Evaluation – Procedure

There were some fundamental problems with the fairness if the experiment, some of them I was able to overcome, some of them mattered so minutely that they did not need controlling, or I was not able to control them. I closed the windows and made as little movement as possible while conducting the experiment in order to prevent the wind from blowing the parachute. This was quite effective, as the wind could have easily blown the parachute off course or blown it up or down. I also used the same weight each time, in case the other weights were different weights, either by manufacturing fault or by usage of the weights, getting chips out of them or being otherwise damaged. This was useful because it made the test fairer, because lighter weights would make the parachute fall slower than normal, and bigger weights would make the parachute fall faster than normal.

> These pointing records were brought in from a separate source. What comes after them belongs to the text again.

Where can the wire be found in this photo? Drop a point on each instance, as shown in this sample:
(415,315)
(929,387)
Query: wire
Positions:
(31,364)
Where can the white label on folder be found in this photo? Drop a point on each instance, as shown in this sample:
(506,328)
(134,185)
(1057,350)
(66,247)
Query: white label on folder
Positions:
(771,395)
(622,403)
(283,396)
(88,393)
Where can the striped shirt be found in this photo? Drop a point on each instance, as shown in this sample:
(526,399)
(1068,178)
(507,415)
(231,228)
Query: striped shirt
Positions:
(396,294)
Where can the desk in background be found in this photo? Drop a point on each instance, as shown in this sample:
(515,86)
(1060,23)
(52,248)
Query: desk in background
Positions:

There was the problem of not have very accurate measuring instruments, that could measure to the nearest millimetre accurately. This could not easily be solved, so we had to use the only available instruments. The parachutes were made exactly circular, using a piece of string and a pen. This proved useful, as we could be sure that the parachutes were exactly circular. The plastic that was available, was not the best of materials to make parachutes from. This is for a number of reasons, the plastic was prone to being stretched and misshaped quite easily, distorting the shape of the parachute and making it descend at a different rate. The plastic was also very easy to fold and crumple, so it was not always flat, which could have changed the rate of descent again.

Evaluation

The overall experiment was fairly precise and accurate as far as I can see. The problems encountered were minor, and there was only one anomalous result. If I had more time, I would have re-done the experiment at least 10 times in order to get an accurate result from that particular parachute area. This experiment could also be expanded into more areas than just parachutes, there are also many types of parachute, such as the parafoil, where it is designed to travel both forwards and down, very efficiently. This could be compared to the results of the original parachutes or even another further type of parachute. The parachutes could also be extended, so that they were much larger or much smaller in area than the sizes used in the above experiment. There are also other areas of study with the same parachutes, so instead of changing the area of the parachute, change the weights on the bottom to 20g or 5g for example.